Du coup, ce qui ressort surtout, c'est que les éditeurs sont probablement eux-mêmes la cause des conséquences qu'ils décrivent en faisant ce constat que certains d'entre eux se sont empressés de communiquer à des développeurs comme JM Morris lorsque ces derniers sont venus les voir avec des projets menés par une héroïne. Et pourquoi changeraient-ils les choses, d'ailleurs, alors qu'ils sont pour la plupart en mesure de faire suffisamment d'argent en continuant à avancer des arguments circulaires invalides pour ne sortir que des jeux emmenés par des héros blancs, masculins, cis-genre, hétéros et souvent caricaturaux ?

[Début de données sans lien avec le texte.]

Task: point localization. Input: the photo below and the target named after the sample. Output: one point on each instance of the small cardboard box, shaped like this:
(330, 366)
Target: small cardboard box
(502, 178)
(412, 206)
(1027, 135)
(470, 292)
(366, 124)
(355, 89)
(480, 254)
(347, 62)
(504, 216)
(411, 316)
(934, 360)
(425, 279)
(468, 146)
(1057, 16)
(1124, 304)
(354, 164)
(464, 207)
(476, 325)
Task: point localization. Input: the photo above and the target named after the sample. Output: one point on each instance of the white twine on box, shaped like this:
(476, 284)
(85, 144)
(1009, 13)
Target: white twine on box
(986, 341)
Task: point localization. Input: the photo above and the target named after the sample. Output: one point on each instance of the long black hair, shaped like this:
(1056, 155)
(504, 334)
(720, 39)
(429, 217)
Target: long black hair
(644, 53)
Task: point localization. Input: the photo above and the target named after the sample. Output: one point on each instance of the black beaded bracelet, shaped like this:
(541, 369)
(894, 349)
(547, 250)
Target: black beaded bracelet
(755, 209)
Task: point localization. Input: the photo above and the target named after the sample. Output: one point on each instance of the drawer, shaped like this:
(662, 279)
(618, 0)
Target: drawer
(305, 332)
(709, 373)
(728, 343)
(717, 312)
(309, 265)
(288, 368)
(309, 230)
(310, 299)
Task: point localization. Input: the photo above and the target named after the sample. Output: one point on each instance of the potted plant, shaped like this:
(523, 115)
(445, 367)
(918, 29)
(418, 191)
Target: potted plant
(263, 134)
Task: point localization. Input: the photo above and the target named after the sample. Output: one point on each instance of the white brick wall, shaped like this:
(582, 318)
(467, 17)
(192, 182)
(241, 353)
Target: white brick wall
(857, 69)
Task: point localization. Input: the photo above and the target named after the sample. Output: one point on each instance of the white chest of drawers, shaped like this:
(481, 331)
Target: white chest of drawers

Précisons pour conclure qu'il est difficile d'être formel dans les conclusions qu'on peut tirer de ces observations, tant les jeux à protagoniste exclusivement féminin sont rares : seulement 24 sur 669 dans les données citées par Zatkin, rappelons-le. Mais cela marche dans les deux sens : il y a trop peu de jeux avec des héroïnes, qui plus est soutenus par un marketing décent, pour qu'on puisse se permettre de dire qu'ils ne marchent pas, en tout cas de manière si péremptoire. A plus forte raison maintenant, alors que Tomb Raider cartonne partout, et prouve qu'avec un vrai soutien promotionnel, un jeu à héroïne peut très bien se vendre (le jeu n'avait pas encore été mis en vente lorsque le Penny-Arcade Report a posté son article, bien entendu).

* j'abhorre le terme "jeux pour filles" parce qu'il sous-entend chez beaucoup qu'il faut concevoir un jeu spécifiquement pour les femmes pour le leur vendre, ce qui est faux.